Message adressé aux Balkaniques :

On est loin des « comités de vérité et de réconciliation » des années ’90, dans les situations post-conflit, comme en Afrique du Sud, quand on parle des Balkans occidentaux.

On est loin de l'époque de Tito, malgré la yougonostalgie ; on est loin de Milosevic.

Il est bien question d’une vérité ou bien d’une médiation sur la vérité, bien qu’elle soit d’une extrême complexité.

Une altérité conflictuelle se dessine de nouveau dans cette zone, une criminalisation d’un passé, qui nous amène à l’aporie.

Alors qu’une faible lumière se propageait, enfin, dans cette région, alors que l’impasse ethnique se traduisait par une reconnaissance - par le biais de gestes publics (Srebrenica, Vukovar) - , au profit de l’avenir d’une région, tant ethnicisée, les projets économiques, tels que l’Accord de Stabilisation et d’Association (ASA), le processus de libéralisation des visas , semblaient avoir changé la face « des victimisations »…

Mais hélas, on est dix ans en arrière ! Les éditoriaux de la presse balkanique le démontrent !

Malgré l’enlisement et le véritable manque d'un projet politique et cohérent de l’UE au regard des Balkans occidentaux, on était arrivé pourtant, à « une stabilité », bien que la criminalité et l'économie de pénurie l’emportent.
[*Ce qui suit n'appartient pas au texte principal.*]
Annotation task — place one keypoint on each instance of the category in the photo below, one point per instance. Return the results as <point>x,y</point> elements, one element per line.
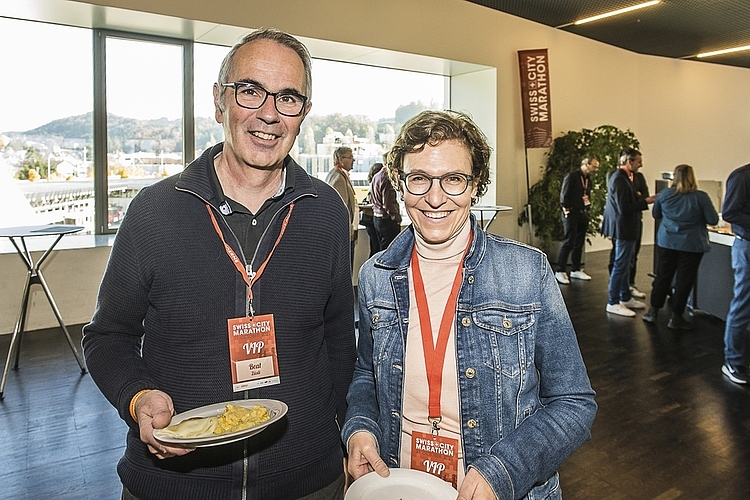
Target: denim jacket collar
<point>398,254</point>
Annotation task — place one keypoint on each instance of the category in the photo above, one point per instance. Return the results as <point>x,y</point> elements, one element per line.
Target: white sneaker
<point>562,278</point>
<point>580,275</point>
<point>620,310</point>
<point>634,304</point>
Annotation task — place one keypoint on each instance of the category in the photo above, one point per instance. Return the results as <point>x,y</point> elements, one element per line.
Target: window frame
<point>99,45</point>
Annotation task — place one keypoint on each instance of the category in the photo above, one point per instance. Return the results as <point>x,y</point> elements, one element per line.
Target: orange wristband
<point>134,400</point>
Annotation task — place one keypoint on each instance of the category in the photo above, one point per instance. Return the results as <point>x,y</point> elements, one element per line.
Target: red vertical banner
<point>535,98</point>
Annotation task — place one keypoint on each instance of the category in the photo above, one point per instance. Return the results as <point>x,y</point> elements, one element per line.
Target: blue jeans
<point>739,309</point>
<point>619,278</point>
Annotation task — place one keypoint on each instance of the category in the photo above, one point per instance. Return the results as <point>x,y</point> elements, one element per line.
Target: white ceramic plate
<point>276,409</point>
<point>402,484</point>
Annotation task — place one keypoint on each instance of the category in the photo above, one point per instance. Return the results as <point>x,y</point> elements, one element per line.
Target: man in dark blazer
<point>622,223</point>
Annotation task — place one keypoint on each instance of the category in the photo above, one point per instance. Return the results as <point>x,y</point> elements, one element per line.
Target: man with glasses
<point>575,201</point>
<point>223,285</point>
<point>622,223</point>
<point>385,208</point>
<point>338,177</point>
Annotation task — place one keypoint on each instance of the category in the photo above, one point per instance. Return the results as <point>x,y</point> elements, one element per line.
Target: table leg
<point>15,341</point>
<point>59,320</point>
<point>34,276</point>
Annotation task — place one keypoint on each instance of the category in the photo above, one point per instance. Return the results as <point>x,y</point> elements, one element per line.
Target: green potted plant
<point>605,142</point>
Quelle lecture faire, alors, à cette mémoire qui ne pourrait être, pour l’instant, le fruit des acteurs locaux ?

A travers une « juste mémoire », établie par une enquête judiciaire, certes, au-delà des haines qui ressurgissent.
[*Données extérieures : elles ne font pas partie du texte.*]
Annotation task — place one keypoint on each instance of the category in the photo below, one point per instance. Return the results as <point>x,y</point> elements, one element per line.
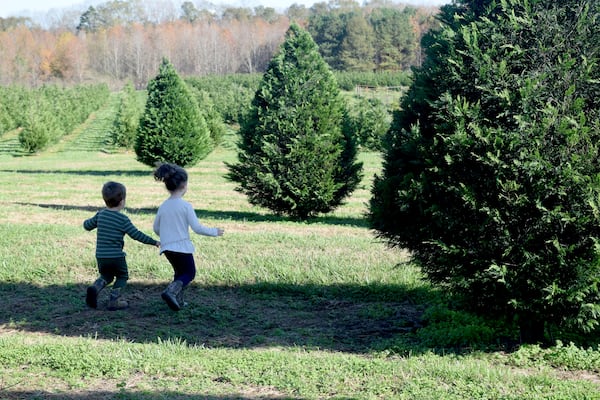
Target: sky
<point>27,7</point>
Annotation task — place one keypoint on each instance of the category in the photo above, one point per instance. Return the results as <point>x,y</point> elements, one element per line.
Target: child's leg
<point>184,266</point>
<point>184,270</point>
<point>122,276</point>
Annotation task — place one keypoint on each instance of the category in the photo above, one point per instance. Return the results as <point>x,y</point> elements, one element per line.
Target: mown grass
<point>279,309</point>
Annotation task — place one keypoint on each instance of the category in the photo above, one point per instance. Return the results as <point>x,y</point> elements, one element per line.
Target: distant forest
<point>125,40</point>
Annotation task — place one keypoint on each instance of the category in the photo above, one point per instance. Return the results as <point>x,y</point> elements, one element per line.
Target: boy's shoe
<point>115,302</point>
<point>91,298</point>
<point>169,295</point>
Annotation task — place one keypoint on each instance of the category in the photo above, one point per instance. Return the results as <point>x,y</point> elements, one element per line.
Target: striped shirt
<point>112,227</point>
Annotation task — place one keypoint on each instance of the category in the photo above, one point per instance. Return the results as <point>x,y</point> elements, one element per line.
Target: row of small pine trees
<point>47,113</point>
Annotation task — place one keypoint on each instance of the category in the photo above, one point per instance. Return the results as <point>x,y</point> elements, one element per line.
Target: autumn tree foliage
<point>126,40</point>
<point>491,165</point>
<point>172,128</point>
<point>294,158</point>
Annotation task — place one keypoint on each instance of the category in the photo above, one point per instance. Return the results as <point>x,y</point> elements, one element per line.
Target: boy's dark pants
<point>114,268</point>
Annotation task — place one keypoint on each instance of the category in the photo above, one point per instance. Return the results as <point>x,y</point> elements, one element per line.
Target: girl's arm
<point>198,228</point>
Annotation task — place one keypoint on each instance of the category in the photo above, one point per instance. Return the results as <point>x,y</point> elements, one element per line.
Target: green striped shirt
<point>112,227</point>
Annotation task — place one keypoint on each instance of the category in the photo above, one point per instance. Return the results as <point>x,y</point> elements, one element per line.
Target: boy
<point>112,226</point>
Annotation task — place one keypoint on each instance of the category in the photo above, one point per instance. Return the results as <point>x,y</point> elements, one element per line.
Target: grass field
<point>279,309</point>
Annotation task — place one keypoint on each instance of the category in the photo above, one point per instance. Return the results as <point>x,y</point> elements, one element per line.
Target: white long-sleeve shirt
<point>172,222</point>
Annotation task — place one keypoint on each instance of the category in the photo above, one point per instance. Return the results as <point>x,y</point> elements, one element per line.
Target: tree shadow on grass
<point>131,395</point>
<point>347,318</point>
<point>81,172</point>
<point>217,215</point>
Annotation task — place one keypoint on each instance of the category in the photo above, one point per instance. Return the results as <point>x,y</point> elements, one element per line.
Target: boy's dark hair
<point>113,193</point>
<point>171,174</point>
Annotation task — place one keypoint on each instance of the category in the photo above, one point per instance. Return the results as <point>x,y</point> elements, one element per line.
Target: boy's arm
<point>138,235</point>
<point>91,223</point>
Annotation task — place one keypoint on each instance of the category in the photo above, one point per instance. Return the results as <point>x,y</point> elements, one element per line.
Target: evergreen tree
<point>172,128</point>
<point>294,157</point>
<point>491,172</point>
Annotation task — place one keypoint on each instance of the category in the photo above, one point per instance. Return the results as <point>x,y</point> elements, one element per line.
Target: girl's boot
<point>180,299</point>
<point>170,294</point>
<point>91,298</point>
<point>115,302</point>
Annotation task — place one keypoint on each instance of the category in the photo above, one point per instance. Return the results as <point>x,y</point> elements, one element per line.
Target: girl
<point>174,218</point>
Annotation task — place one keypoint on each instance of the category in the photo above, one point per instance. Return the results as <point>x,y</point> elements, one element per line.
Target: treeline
<point>121,41</point>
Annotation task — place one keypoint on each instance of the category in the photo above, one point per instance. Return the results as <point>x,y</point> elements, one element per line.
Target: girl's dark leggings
<point>184,267</point>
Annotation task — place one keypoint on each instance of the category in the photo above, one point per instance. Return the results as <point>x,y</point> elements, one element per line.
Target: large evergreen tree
<point>294,157</point>
<point>172,128</point>
<point>491,170</point>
Mais encore, comment articuler une mise en récit de l’histoire ?

Quel intérêt de porter une identité narrative, intemporelle, à la veille des négociations serbo-kosovares ?

Lorsque « le pardon » est impossible et » l’oubli » dangereux, au nom d’une vérité, il faudrait s’interdire de se comporter "en victime », afin de ne point établir des rapports de " vainqueur" et de " vaincu".

Au lieu de reprendre politiquement une mémoire, au lieu de la fragmenter par « le politique » et "l'idéologie", il faudrait mieux la désarmer.